Another excerpt from our WebSphere Application Server Performance Cookbook, due for external publication sometime in the near future, on determining the health of a JVM. This may or may not look like the final publication.
"A common question is how does one determine how efficiently is the JVM performing and what metrics point to a JVM that is in, or heading toward, distress?
Depending on the environment, number of JVMs, redundancy, continuous availability and/or high availability requirements the threshold for %CPU utilization varies. For HA/CA, business critical environments the threshold can be as low as 50% CPU utilization. For non-critical applications the threshold could be as high as 95%. One needs to analyze both the NFRs and SLAs of the application in order to determine appropriate thresholds to indicate a potential health issue with the JVM.

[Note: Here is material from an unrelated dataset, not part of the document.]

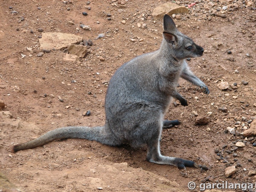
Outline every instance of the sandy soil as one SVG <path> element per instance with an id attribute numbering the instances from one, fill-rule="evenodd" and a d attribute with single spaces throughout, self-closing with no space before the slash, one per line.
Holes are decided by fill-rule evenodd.
<path id="1" fill-rule="evenodd" d="M 89 191 L 100 190 L 98 187 L 105 191 L 169 191 L 168 180 L 176 182 L 180 191 L 187 191 L 190 181 L 197 184 L 205 179 L 210 183 L 255 182 L 253 176 L 248 176 L 250 171 L 256 169 L 256 152 L 252 143 L 246 143 L 230 154 L 225 152 L 234 147 L 237 140 L 248 139 L 230 134 L 225 131 L 227 127 L 238 121 L 249 127 L 248 121 L 256 116 L 255 12 L 249 8 L 227 12 L 226 18 L 212 16 L 210 20 L 204 19 L 208 18 L 204 14 L 197 17 L 190 12 L 175 21 L 180 31 L 205 50 L 202 57 L 188 63 L 211 93 L 204 94 L 181 80 L 178 90 L 188 106 L 171 105 L 166 118 L 178 119 L 182 124 L 163 131 L 161 150 L 166 156 L 205 165 L 208 171 L 188 168 L 187 172 L 181 171 L 147 162 L 146 148 L 112 147 L 81 139 L 57 141 L 11 153 L 13 145 L 55 128 L 103 125 L 107 88 L 107 83 L 104 83 L 123 63 L 159 47 L 162 21 L 147 19 L 141 21 L 146 28 L 138 28 L 137 23 L 141 21 L 137 17 L 142 13 L 150 16 L 153 9 L 165 1 L 125 1 L 121 13 L 111 1 L 92 1 L 89 4 L 86 2 L 7 0 L 0 3 L 0 99 L 6 105 L 3 111 L 12 116 L 10 118 L 2 115 L 0 121 L 1 171 L 25 191 Z M 91 6 L 91 10 L 85 6 Z M 11 13 L 13 10 L 18 13 Z M 88 15 L 83 15 L 83 11 Z M 112 15 L 110 20 L 108 13 Z M 125 24 L 121 22 L 123 20 Z M 89 26 L 92 30 L 80 28 L 77 32 L 76 28 L 81 23 Z M 39 28 L 44 32 L 77 35 L 92 40 L 93 44 L 80 63 L 64 60 L 62 51 L 37 57 L 41 52 L 38 45 L 38 36 L 42 34 L 37 30 Z M 104 38 L 95 39 L 102 33 Z M 131 38 L 137 40 L 132 42 Z M 32 50 L 28 51 L 27 47 Z M 228 51 L 232 53 L 228 54 Z M 21 54 L 26 57 L 22 59 Z M 105 60 L 100 60 L 100 56 Z M 221 81 L 230 85 L 236 83 L 237 89 L 221 91 L 217 85 Z M 249 83 L 245 84 L 243 81 Z M 91 115 L 82 116 L 88 110 Z M 209 123 L 196 125 L 197 115 L 207 116 Z M 216 149 L 222 150 L 228 162 L 220 159 Z M 234 157 L 234 153 L 237 156 Z M 128 164 L 122 163 L 124 163 Z M 233 165 L 236 172 L 227 178 L 225 169 Z"/>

Amount of times spent in GC
This metric, gleaned from the verbose GC or PMI metrics, is a general indicator of how efficiently the application is utilizing memory and how quickly the garbage collector can complete its tasks. The more time spent in GC the more CPU the application will use and potentially impact the application response time. A general rule of thumb is time spent in GC below 8% is generally a marker of a healthy application environment. If the time spent in GC goes over 8% then it is probably time to either try and tune the JVM or start looking at capacity planning to grow the environment.
%heap utiilization after a full GC
The low water mark after a full GC provides an indication if the heap is able to reclaim memory or not. If the low water mark continues to rise over time after a full GC then the application could be the victim of a memory leak. Heap dumps should be able to identify the culprit and the application can either be corrected to eliminate the leak. Unfortunately, if the application can not be fixed the only way to recover from a memory leak is through a controlled restart of the JVM. In a clustered environment this is not generally a problem if the JVM users can be quiesced to another JVM before restarting the JVM otherwise inflight transactions will be affected when the JVM is stopped abruptly.
Application response time
Deteriorating (i.e. increasing) response time is often an indication of poor health.
Once you have determined that the application is not healthy follow the appropriate MustGather and open a PMR with IBM Support."